External documentation
ZipFile.writestr(zinfo_or_arcname, data, compress_type=None, compresslevel=None)
Write a file into the archive. The contents is 'data', which may be either
a 'str' or a 'bytes' instance; if it is a 'str', it is encoded as UTF-8 first.
'zinfo_or_arcname' is either a ZipInfo instance or the name of the file in
the archive.
The documentation makes it clear that writestr writes a complete file entry with the provided data. It does not append to an existing entry.
ZipFile.write(filename, arcname=None, compress_type=None, compresslevel=None)
Write the file named filename to the archive, giving it the archive name
arcname (by default, this will be the same as filename, but without a drive
letter and with leading path separators removed).
The write() method is the proper way to add files from disk to a ZIP archive without loading them entirely into memory - the implementation should use this method instead.

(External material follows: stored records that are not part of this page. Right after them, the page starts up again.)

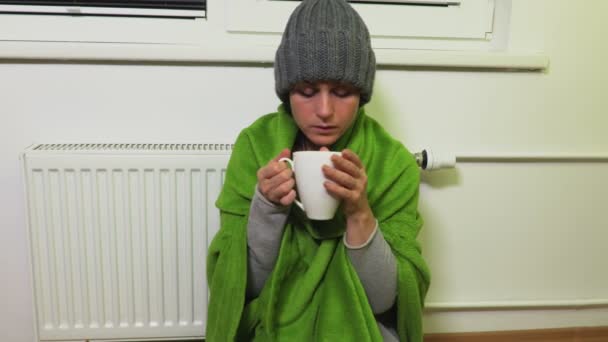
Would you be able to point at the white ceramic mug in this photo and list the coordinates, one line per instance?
(317, 203)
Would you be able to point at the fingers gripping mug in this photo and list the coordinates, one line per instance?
(317, 203)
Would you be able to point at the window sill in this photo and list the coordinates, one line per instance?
(66, 52)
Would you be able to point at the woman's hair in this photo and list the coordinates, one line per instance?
(325, 40)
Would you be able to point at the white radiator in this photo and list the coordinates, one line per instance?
(118, 237)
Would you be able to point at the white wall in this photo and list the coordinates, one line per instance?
(511, 245)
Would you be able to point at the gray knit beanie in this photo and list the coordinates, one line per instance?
(325, 40)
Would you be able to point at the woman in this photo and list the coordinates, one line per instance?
(275, 275)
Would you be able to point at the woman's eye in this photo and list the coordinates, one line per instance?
(306, 92)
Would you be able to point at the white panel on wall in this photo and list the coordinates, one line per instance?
(471, 19)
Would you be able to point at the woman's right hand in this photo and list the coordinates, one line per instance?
(275, 181)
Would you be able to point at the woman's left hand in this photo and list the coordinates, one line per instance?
(347, 180)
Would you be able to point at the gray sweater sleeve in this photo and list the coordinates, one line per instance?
(376, 266)
(264, 232)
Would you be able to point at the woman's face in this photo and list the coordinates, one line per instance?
(324, 110)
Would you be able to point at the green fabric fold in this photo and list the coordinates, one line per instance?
(313, 292)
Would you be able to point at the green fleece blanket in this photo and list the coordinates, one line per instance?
(313, 292)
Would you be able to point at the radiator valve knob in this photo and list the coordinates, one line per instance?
(429, 160)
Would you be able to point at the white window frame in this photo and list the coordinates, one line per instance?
(250, 30)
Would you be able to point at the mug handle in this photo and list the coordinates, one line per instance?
(291, 164)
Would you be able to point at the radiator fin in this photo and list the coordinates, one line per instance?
(119, 244)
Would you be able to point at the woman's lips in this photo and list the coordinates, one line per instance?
(324, 129)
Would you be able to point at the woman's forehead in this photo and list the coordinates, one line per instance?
(331, 83)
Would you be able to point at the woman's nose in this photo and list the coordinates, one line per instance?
(325, 106)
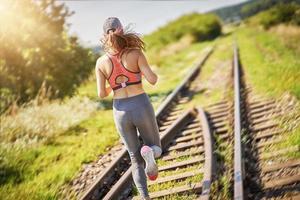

Why has this bug gone undetected?
This bug has gone undetected for several reasons:
-
Test data is too small: The existing integration test (
test_download_artifact_files_from_responseintests/integration/functional/artifacts/test_utils.py:273) only validates downloading an artifact containing the single character "7" (1 byte). Since this is far below the 8192-byte chunk size, it never triggers the chunking loop, and the bug remains hidden. -
Silent failure: The function doesn't raise any exceptions - it silently produces corrupted output. Python's zipfile module does emit a warning (
UserWarning: Duplicate name), but warnings are typically not visible in production and don't cause tests to fail. -
Limited real-world usage: The download functionality may not be heavily used yet, or users downloading small artifacts (< 8KB) wouldn't notice the issue. Additionally, users who encounter corrupted downloads might attribute the problem to network issues or other causes rather than reporting it as a ZenML bug.
-
Recent introduction: The bug was introduced in commit 72dbb31 (PR Add
download_filesmethod forArtifactVersion#2434, merged February 15, 2024), so it's less than a year old and may not have had extensive real-world exposure yet. -
Specific conditions required: The bug only manifests when:
- Users explicitly call the
download_files()method on an artifact - The artifact contains files larger than 8192 bytes
- Users attempt to use the downloaded files
- Users explicitly call the
Recommended fix
Replace the chunked writestr approach with either:
Option 1: Collect all chunks in memory, then write once (simple but uses more memory):
with artifact_store.open(file_path, mode="rb") as store_file:
CHUNK_SIZE = 8192
chunks = []
while True:
if file_content := store_file.read(CHUNK_SIZE):
chunks.append(file_content) # <-- FIX 🟢 Collect chunks
else:
break
zipf.writestr(file_str, b''.join(chunks)) # <-- FIX 🟢 Write onceOption 2: Use a temporary file (memory efficient for very large files):
import tempfile
with artifact_store.open(file_path, mode="rb") as store_file:
with tempfile.NamedTemporaryFile(delete=False) as temp_file:
CHUNK_SIZE = 8192
while True:
if file_content := store_file.read(CHUNK_SIZE):
temp_file.write(file_content) # <-- FIX 🟢 Write to temp file
else:
break
temp_file.flush()
zipf.write(temp_file.name, arcname=file_str) # <-- FIX 🟢 Add temp file to ZIP
os.unlink(temp_file.name)Option 1 is simpler and acceptable for most artifact sizes. Option 2 is more memory-efficient for very large artifacts but requires additional temporary file management.